After solid if unspectacular earnings from Apple this week, where does the company go for growth?

Apple (AAPL) reported its first-quarter earnings after market close Tuesday. The company had earnings of $18.4 billion on $75.9 billion revenue, beating consensus projections of $18.22 billion in profit but falling short of a projected $76.67 billion in revenue, according to analysts polled by Thomson Reuters.

There was lots of good news to go around:

Apple saw its best quarterly iPhone sales ever with 74.78 Million Units sold. There are now over 1 billion active Apple devices in use. The first quarter also saw the best ever conversion rate from Android to iPhone. Apple also had its best quarter for Apple Watch and Apple TV Sales. Apple TV expects to expand its streaming capabilities with its own app store, that offers over 3,600 applications from games to entertainment.

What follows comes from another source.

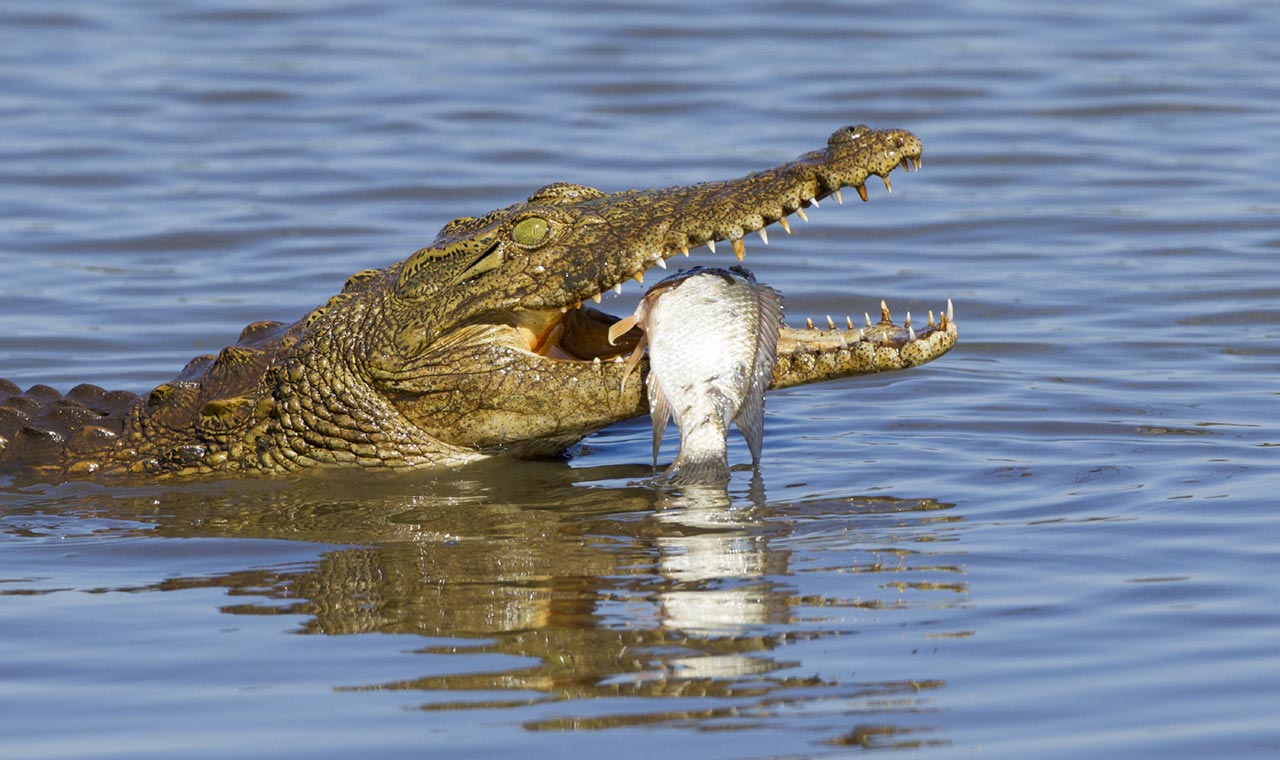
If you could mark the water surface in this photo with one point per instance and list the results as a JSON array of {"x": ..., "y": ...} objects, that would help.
[{"x": 1056, "y": 541}]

Apple Pay is  gaining significant traction and has announced its launch in Canada and Australia. Apple Pay has seen 10-times higher growth rate in the second half of 2015, and has partnered with Exxon Mobile (XOM) to deliver its services to over five million gas stations. Apple Music has also recorded 10 million paying subscribers in the four months after Apple Music’s inaugural three month free trial had lapsed.

What’s more, Apple possesses the an extremely solid balance sheet with over $216 Billion in cash and equivalents. This equates to $39 per diluted share and the company plans to be very active in U.S. and International debt markets in order to deliver capital return activities. Apple’s Buyback Spending Was 29.6% of Net Income in 3Q15.

Yet, the stock was down several points in after-hours trading. What gives? Investors are wondering where growth will come from.

Currency headwinds remain a major concern for the company as about two-thirds of all revenue now originates outside of the U.S. Some 93% of the company’s assets are held overseas. Apple expects a 400 basis point decline in the second quarter due to currency factors.